Just a heads up, peace!
This is great, but anyone who programs a script accepting user-arguments for directories to examine is certifiably insane.
Very nice video 🙂
If you trust a user input without validation, you deserve what you get
The dub dub dub has become a trend
20:30 you don't need str() to seperate them... just seperate the, just make sure the indentation is even.. or use f""
I personally really like using join() in such cases. The RUclips comment formatting will probably mangle the indentation, but I think everybody will get the point:
send = "".join([
"glob:///tmp/challenge/",
"".join(leaked_so_far),
each_character,
"*",
])
Here. Clean, simple, and readable.
@@Jiube000 damn, that's actually really elegant, I might implement it into my version
It's just like doing a blind SQL injection.

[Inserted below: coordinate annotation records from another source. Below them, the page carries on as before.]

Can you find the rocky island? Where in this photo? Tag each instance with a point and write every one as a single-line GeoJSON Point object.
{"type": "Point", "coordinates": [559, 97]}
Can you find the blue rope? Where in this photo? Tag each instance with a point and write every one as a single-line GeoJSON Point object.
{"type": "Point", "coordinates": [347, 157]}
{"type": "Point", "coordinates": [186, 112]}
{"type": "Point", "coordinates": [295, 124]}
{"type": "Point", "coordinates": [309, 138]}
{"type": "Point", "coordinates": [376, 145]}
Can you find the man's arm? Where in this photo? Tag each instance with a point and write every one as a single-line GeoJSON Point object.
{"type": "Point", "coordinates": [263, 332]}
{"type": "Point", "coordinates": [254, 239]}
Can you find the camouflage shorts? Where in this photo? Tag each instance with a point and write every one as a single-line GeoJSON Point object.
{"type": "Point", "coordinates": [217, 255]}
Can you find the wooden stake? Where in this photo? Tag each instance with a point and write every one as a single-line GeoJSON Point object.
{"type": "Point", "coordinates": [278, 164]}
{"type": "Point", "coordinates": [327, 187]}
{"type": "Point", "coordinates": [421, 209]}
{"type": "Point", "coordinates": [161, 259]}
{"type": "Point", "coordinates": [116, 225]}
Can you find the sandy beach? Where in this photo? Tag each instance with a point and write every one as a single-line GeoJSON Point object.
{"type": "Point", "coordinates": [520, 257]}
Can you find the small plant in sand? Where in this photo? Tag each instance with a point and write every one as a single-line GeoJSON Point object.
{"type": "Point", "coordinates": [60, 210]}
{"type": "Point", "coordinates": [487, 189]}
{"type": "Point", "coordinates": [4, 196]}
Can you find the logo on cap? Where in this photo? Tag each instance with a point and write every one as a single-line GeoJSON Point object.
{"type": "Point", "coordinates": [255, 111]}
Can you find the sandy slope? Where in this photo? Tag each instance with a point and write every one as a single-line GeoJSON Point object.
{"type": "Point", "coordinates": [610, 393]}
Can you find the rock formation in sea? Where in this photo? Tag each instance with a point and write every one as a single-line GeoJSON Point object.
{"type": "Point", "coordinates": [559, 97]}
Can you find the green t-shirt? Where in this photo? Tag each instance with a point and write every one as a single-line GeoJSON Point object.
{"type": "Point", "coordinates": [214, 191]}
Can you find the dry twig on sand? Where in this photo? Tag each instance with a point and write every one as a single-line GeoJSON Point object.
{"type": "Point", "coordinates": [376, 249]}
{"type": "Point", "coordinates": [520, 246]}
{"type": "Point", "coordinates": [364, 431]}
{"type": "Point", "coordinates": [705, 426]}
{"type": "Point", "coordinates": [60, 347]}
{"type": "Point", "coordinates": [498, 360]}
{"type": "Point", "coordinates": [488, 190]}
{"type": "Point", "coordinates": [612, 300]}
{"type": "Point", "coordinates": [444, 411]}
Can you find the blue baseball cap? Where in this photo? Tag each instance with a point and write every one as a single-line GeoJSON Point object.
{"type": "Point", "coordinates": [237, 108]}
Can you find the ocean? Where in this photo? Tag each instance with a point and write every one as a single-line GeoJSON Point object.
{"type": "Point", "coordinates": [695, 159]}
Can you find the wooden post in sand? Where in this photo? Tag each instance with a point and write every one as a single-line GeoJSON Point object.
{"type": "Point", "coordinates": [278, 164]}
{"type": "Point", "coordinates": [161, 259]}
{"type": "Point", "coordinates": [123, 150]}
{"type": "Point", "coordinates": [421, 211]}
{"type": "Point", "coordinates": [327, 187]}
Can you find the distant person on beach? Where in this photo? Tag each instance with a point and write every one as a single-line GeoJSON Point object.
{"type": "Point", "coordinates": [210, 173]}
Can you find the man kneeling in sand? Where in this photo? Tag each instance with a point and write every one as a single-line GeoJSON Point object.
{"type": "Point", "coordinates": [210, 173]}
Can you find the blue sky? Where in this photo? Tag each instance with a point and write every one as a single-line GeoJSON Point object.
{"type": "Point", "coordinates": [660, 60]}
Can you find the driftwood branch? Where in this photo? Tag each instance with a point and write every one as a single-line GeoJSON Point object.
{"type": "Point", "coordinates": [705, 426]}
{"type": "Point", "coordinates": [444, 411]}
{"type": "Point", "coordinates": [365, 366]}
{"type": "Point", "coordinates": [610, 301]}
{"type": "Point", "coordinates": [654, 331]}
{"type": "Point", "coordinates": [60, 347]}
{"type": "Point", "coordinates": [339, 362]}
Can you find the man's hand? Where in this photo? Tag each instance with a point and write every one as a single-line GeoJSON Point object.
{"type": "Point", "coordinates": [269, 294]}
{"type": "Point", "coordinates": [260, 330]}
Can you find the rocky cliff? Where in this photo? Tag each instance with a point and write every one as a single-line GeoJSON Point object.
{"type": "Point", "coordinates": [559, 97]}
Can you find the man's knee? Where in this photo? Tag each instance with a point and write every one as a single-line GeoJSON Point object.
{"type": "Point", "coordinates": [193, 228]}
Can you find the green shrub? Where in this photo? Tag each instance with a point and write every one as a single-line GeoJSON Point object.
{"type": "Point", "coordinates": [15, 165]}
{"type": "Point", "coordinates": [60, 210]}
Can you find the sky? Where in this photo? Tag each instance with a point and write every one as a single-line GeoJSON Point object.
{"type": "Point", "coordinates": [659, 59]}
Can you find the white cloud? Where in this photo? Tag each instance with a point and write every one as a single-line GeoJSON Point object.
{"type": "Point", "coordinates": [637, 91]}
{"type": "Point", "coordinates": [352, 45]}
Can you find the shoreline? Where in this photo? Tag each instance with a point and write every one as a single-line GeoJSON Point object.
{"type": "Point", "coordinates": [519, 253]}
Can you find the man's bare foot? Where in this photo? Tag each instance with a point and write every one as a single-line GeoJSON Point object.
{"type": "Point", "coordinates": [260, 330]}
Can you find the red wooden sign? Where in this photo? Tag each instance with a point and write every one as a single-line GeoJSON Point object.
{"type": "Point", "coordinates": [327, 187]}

Make a 1 hour video of one nice tuto from google
private github repositories return 404 instead of access denied or something like that if you don't have access to them. I recon it is protection against something like this, someone just going through each possible repository name for some user to leak the names of the private ones. not sure how useful that information would be though.

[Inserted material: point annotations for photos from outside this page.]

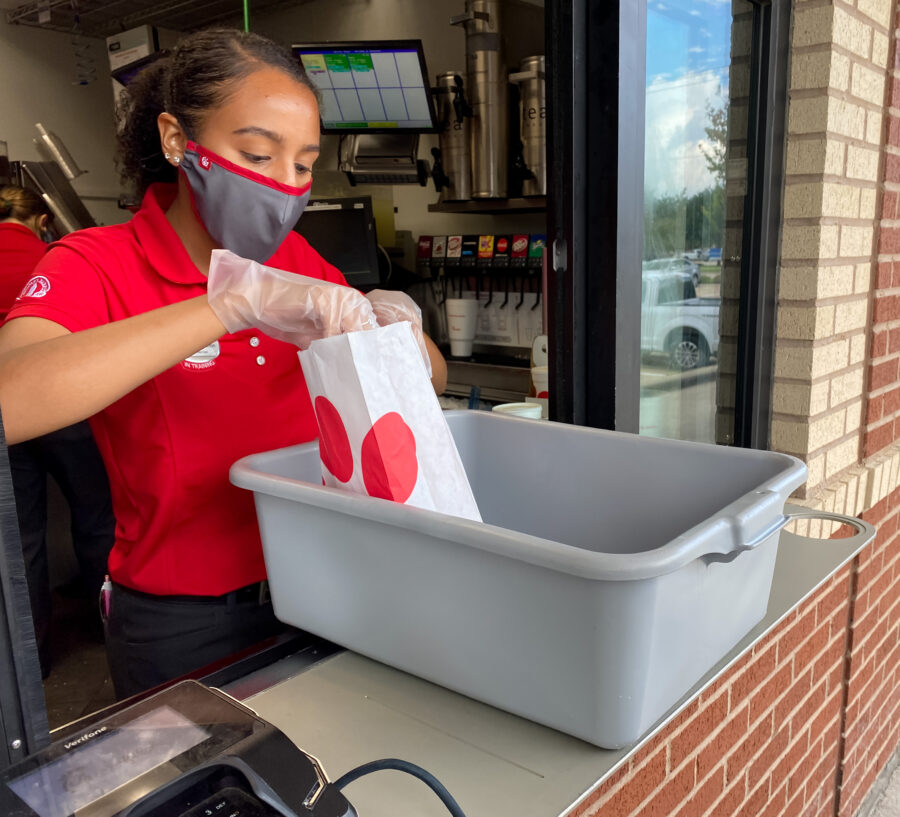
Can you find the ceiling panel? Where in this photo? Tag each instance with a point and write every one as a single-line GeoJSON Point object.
{"type": "Point", "coordinates": [102, 18]}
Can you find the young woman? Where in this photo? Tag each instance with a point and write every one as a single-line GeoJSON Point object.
{"type": "Point", "coordinates": [117, 325]}
{"type": "Point", "coordinates": [69, 454]}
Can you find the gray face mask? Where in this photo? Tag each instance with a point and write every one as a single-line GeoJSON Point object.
{"type": "Point", "coordinates": [243, 211]}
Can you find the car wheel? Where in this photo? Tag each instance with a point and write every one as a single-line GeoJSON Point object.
{"type": "Point", "coordinates": [687, 350]}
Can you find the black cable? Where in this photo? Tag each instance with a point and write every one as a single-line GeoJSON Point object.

I wonder if you could reduce the number of calls to be more stealth by sending sub patterns 🤔
Hey John I have this problem that I find it hard to learn hacking without spending money and the things that you can learn for free most off the times are to advanced so I would like to see were people like me could go to were we can learn hacking like a team with other people on the same lvl or a little high lvl.

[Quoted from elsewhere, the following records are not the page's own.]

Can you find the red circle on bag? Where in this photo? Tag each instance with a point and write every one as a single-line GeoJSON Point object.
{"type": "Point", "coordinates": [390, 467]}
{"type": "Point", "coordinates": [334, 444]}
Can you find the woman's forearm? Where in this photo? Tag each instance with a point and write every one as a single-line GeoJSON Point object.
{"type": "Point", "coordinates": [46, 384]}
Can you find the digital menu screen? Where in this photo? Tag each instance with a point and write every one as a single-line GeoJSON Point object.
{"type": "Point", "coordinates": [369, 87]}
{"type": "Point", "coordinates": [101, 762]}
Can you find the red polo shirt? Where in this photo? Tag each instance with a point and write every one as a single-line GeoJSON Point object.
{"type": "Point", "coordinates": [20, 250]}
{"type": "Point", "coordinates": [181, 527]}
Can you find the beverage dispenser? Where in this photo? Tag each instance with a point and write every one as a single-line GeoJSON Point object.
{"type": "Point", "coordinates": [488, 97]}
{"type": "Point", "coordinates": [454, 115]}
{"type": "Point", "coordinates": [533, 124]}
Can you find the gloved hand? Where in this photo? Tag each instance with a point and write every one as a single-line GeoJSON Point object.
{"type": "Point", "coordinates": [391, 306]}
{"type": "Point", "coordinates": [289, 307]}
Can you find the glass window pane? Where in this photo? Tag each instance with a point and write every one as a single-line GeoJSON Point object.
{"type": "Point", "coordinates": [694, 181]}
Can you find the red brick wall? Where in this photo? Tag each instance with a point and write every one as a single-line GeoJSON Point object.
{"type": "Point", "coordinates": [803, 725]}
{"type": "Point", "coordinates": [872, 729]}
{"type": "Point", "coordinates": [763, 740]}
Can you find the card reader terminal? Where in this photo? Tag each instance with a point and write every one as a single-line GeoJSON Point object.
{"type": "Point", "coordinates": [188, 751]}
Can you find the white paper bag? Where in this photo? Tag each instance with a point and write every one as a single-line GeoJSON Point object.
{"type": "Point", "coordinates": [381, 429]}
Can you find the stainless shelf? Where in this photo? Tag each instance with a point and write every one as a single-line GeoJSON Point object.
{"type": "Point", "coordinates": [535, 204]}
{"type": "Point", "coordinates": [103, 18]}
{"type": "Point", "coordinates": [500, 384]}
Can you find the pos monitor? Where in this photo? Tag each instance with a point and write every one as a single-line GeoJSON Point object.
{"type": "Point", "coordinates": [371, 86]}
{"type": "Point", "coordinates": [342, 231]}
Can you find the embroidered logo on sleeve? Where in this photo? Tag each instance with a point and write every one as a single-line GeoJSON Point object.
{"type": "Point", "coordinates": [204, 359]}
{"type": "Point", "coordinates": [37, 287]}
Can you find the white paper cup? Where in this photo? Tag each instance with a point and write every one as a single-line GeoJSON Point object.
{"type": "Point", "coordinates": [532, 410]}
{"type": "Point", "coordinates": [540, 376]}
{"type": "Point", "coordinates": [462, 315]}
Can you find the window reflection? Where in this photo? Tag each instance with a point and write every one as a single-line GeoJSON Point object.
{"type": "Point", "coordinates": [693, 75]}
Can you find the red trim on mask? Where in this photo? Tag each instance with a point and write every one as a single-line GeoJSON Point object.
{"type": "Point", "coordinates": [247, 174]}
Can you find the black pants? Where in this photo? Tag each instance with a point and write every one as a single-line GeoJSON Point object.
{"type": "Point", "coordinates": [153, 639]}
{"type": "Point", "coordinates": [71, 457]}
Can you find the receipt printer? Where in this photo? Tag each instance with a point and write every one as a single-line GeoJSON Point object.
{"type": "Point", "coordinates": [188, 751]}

Thx alot for you wonderful videos and for making me want to learn more and more keep up the excellent job
ps. sorry for any spelling errors :D
concurrently :D
what's the shortcut that you used to install the "Build view" in sublime text ?
Give me some of your valuable words to manage my degree program preparation and self paced cybersecurity learning. My degree is all about programming and I stuck to do both at the same time. Do I do want to give up one thing?
Come on man. I am tired of youtubers saying "parenthesee" [sic]. It ends with "sis" if it is singular.
c^n suddenly is c·n, ups
PHP didn't have follow link set in the config file.
does this also goes for Laravel ?
hey john , can u make python tutorial for us ?
What DE/WM/Compositor are you using and do you have the configs?
if php is a weird language, javascript is a mindfuck oh boi
You could also use string.hexdigits as your pool of characters instead of typing them all out
For someone who doesn't php...
Looks breezy to me
Sae
500th like
sa
ew chrome and sublime wtf
Hmm, this is some stupid shit.. this is not even specific to PHP. you can expose this nonsense in any language reading the filesystem from user provided input :D . Anyways, I guess John enjoyed himself.
why ask questions on a video for no1 replies your wasting time!
dude, i have to turn you waaaaay down to even watch your video without getting a major headache... turn your fucking mic down!!!
7:24
trance. Dude made a month worth of s before actually realizing what a plug-in is.